A 70 year old obese female , who is a known case of diabetes, hypertension, LV diastolic dysfunction, dyslipidemia ; with sensory neuropathy, eGFR - 42, glaucoma, depression, had visited primary doctor and then subsequently to different specialist. The medicines taken by her currently are as follows:

  • Metformin (1000 mg) - 1 tab BD
  • Gliclazide 80 - 1 tab BD
  • Metoprolol 50 - 1 tab OD
  • Torsemide 40 - 1 tab OD
  • Telmisartan 80 - 1 tab OD
  • Atorvastatin 40 - 1 tab OD
  • Amitriptyline 25 - 1 tab HS
  • Duloxetine 20 - 1 tab OD
  • Clonazepam .5 - 1 tab HS
  • Gabapentin 300 - 1 tab TDS
  • Timolol .5 - 1 drop for both eyes daily
  • Ranitidine 150 – 1 tab BD
  • (OTC) Antihistaminic at bedtime for sneezing

Are these medications rational / appropriate?

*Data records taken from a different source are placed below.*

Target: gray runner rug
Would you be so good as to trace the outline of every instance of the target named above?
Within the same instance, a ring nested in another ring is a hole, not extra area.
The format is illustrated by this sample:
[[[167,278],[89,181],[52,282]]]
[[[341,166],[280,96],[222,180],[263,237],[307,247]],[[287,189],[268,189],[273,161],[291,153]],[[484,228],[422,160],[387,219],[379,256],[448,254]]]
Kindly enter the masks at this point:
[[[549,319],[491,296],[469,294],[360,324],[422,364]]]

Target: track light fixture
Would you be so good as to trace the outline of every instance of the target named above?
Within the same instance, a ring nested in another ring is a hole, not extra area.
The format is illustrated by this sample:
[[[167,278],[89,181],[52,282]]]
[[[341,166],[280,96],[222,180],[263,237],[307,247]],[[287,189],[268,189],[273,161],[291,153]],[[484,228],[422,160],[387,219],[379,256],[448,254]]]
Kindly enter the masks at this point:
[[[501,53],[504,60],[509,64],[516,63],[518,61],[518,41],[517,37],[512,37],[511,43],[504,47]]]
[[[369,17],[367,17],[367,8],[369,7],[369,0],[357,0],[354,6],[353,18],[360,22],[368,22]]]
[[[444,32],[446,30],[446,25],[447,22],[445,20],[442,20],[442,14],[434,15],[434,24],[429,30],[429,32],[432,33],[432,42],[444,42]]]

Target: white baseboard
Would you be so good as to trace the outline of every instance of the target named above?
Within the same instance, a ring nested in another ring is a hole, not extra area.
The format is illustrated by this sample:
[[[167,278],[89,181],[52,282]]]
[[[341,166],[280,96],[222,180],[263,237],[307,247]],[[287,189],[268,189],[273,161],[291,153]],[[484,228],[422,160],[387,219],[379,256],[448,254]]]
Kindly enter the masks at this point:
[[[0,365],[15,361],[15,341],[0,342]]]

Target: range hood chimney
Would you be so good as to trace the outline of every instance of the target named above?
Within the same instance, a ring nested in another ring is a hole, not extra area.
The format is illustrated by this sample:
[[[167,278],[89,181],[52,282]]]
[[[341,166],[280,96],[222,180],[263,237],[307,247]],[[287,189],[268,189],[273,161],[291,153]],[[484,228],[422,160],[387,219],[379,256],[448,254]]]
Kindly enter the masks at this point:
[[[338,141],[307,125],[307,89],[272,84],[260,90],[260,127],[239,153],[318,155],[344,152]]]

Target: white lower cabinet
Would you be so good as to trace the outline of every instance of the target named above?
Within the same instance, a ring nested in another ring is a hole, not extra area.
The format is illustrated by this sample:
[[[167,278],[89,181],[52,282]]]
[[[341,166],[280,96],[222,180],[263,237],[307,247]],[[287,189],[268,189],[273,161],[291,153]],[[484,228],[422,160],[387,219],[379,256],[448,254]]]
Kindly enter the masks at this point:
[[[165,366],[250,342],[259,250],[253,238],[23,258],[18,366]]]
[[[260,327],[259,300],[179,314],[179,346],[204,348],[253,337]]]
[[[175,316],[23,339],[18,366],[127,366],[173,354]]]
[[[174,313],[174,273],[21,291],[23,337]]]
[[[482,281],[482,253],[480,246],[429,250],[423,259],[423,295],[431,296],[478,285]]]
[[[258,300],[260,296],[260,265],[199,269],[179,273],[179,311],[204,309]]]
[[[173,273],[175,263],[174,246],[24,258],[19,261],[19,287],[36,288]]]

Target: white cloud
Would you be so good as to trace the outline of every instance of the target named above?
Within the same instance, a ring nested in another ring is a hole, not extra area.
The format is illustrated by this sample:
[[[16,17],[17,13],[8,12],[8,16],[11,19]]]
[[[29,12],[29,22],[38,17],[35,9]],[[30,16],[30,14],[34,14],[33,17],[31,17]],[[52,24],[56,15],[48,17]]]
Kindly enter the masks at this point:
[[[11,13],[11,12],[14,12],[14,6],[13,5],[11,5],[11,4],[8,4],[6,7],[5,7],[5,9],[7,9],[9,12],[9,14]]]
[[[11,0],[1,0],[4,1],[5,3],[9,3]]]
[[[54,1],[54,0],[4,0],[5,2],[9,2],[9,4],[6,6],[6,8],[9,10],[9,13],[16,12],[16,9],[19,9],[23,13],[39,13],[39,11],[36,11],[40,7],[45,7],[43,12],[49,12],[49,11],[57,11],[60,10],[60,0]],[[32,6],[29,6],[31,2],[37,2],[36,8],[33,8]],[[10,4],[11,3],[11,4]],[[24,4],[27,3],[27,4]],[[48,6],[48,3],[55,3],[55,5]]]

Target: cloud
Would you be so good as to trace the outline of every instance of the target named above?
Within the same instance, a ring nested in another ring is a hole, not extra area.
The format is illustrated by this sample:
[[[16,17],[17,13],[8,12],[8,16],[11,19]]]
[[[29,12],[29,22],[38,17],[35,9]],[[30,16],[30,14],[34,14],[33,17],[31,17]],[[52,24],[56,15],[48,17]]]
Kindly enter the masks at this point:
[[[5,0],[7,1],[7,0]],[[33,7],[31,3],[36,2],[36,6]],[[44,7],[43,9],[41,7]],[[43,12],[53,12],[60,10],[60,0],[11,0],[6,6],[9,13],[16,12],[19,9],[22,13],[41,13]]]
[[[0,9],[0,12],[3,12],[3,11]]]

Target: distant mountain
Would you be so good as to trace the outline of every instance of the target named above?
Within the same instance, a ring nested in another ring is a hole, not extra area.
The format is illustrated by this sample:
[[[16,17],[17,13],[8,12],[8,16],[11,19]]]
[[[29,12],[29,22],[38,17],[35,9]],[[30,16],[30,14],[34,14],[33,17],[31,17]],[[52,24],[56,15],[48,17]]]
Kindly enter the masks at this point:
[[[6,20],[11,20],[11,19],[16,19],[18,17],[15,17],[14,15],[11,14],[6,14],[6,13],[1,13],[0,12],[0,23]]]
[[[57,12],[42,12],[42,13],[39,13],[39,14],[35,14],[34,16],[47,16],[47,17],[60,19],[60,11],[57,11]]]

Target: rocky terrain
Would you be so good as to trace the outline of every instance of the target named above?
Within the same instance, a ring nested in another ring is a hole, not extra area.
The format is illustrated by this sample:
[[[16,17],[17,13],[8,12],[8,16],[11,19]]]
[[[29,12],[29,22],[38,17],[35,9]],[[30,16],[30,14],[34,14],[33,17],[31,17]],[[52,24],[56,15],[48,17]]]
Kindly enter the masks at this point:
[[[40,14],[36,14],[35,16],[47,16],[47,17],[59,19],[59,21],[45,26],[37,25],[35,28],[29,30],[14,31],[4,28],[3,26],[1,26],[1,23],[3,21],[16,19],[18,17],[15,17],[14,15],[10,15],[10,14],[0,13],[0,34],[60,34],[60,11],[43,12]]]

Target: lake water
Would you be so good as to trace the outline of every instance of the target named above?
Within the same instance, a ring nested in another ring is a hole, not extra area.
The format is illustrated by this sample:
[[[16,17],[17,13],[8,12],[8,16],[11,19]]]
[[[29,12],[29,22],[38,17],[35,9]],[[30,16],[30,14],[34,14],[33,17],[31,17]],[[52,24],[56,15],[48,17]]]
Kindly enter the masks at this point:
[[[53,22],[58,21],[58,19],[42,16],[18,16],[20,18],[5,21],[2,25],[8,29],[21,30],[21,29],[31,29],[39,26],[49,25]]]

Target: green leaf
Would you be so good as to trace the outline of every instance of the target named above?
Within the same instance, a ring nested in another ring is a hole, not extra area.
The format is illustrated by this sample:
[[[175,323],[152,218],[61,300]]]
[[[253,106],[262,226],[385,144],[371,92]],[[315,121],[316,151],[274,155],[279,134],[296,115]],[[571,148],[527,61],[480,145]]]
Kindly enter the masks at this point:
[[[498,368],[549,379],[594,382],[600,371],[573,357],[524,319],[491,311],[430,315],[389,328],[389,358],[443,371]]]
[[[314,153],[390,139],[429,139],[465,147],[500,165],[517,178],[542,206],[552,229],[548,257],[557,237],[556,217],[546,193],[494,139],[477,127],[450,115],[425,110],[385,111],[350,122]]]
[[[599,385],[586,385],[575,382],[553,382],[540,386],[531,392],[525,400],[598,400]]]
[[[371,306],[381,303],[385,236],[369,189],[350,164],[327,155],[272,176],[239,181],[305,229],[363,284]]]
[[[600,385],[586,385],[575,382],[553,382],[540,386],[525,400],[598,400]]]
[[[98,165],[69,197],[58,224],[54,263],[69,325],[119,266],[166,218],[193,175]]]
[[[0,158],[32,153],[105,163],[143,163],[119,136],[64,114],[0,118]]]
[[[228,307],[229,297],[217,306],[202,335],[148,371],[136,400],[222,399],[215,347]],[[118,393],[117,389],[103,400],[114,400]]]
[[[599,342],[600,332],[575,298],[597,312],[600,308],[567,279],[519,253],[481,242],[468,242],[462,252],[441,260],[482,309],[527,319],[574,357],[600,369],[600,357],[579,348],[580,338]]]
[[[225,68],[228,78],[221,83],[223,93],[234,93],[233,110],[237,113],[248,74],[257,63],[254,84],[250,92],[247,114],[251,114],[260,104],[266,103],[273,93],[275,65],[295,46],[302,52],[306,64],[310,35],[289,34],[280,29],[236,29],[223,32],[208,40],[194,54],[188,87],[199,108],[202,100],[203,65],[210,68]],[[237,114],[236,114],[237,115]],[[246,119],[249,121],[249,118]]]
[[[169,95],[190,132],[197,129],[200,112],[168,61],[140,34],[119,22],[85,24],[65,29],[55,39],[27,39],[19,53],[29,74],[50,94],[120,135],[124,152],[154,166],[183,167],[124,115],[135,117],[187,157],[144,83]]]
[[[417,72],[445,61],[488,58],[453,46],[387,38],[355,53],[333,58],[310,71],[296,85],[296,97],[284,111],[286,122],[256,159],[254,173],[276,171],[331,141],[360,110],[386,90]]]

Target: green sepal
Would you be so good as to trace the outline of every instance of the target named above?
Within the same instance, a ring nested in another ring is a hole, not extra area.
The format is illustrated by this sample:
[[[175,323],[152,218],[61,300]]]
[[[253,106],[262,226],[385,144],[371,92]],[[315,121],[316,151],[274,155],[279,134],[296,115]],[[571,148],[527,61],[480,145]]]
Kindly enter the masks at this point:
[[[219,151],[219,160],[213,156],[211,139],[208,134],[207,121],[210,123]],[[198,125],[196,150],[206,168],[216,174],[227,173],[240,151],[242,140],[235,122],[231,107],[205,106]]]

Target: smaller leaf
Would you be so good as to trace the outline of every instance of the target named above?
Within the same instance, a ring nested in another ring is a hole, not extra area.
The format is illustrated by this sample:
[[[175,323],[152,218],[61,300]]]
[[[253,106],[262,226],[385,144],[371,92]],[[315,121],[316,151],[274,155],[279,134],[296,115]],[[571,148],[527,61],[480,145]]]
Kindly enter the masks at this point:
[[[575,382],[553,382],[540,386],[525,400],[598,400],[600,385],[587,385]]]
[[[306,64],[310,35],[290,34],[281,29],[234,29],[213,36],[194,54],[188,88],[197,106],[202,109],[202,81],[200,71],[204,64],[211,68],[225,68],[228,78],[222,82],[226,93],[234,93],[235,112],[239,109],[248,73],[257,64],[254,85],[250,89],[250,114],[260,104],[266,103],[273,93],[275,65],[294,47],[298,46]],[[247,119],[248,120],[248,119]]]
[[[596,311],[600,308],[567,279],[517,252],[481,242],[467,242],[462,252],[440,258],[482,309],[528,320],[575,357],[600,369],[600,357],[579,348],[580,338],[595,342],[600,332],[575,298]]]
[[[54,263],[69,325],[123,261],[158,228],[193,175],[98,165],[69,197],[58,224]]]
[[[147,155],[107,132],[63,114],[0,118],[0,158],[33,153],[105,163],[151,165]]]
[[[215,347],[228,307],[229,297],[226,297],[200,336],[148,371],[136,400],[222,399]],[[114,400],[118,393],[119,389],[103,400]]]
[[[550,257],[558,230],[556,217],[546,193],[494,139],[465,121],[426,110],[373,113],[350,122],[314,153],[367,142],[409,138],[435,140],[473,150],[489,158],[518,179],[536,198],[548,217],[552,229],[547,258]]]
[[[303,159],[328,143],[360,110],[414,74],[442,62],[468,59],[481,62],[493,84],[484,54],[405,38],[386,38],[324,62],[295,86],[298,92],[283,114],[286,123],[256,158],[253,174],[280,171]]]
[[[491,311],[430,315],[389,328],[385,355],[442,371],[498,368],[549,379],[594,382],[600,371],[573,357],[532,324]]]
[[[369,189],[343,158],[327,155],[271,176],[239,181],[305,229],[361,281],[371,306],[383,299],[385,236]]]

  1. eGFR - 42, She is G3b category CKD. So, dose of metformin to be reduced.
  2. Amitryptyline , Clonazepam and Antihistaminic can cause confusion.
  3. Metoprolol ( for high BP ) plus Timolol for glaucoma.
  4. Timolol has an additive effect with Metoprolol which can lower heart rate and BP.

Case study 2

A 75 year male who is a known case of diabetes, hypertension with LV dysfunction (ejection fraction 45%), had presented with hemorrhagic CVA, was discharged with following medications after treatment in the hospital:

  • Inj Ryzodeg (Degludec/Insulin Aspart) - 10 IU at morning, 6 IU at evening
  • Glimepride+Metformin (2/1000) - 1 tab OD
  • Tab Pioglitazone(15 mg) – 1 tab OD
  • Tab Phenytoin 100 - 1 tab TDS
  • Tab Clonazep (.5) - 1 tab HS
  • Tab Amitryptyline (10 mg) - 1 tab HS
  • Tab Telmisartan + Cilnedipine – 1 tab OD
  • Tab Torsemide 10 – 1 tab OD
  • Tab Metoprolol 25 – 1 tab OD

Are these medications rational / appropriate?

  1. Glimepride +Metformin- long acting Sulfonylurea to be avoided in old age and better to be replaced with gliclazide or glipizide. Moreover dose of metformin may be reduced after assessing the kidney status.
  2. Pioglitazone to be omitted in LV dysfunction. Voglibose can be added if PPG is high.
  3. Phenytoin is usually not advised after 60 yrs (ataxia is a side effect of phenytoin). If AED is required levetiracetam or lamotrigine is to be added.
  4. Amytriptyline and clonazepam not to be added in old age as it can cause confusion and much sedation.
  5. Regular electrolyte and KFT function test is required in this patient.

Take home messages

  1. Polypharmacy can increases the risks of adverse drug reactions (ADRs). It can also play an important part of the optimal treatment of medical conditions. Goal is SMART prescribing.

  1. Minimise the number of potentially inappropriate medications (PIMs). [Beers criteria comes in handy.( The Beers Criteria presents a list of medications where the risk of harm outweighs potential benefits (American Geriatrics Society, 2018). It also lists high-risk drug–drug interactions to avoid and identifies agents requiring renal dosing adjustments (American Geriatrics Society, 2018).
  2. The integration of STOPP (Screening Tool of Older Person’s Prescriptions) and START (Screening Tool to Alert to Right Treatment) for medication review in multi-morbid older people can be practiced in clinical setting.

  1. Try to start a new medication at the lowest dose and then titrate slowly. Exercise careful medical reconciliation during transitions of care and provide proper communication handoffs to accepting providers.
  2. Always ensure a post discharge follow up for updating medical history and medications. This can help in preventing medication errors, treatment failures and re-hospitalisations. Encourage patients to bring all medications, including prescriptions, OTC, supplements and herbal preparations during follow up visits.
  3. Use a team approach, if possible, involving every level healthcare worker, family members and (community) pharmacist. Holistic, shared decision making conversations should become part of routine practice.

 

Disclaimer- The views and opinions expressed in this article are those of the author and do not necessarily reflect the official policy or position of M3 India.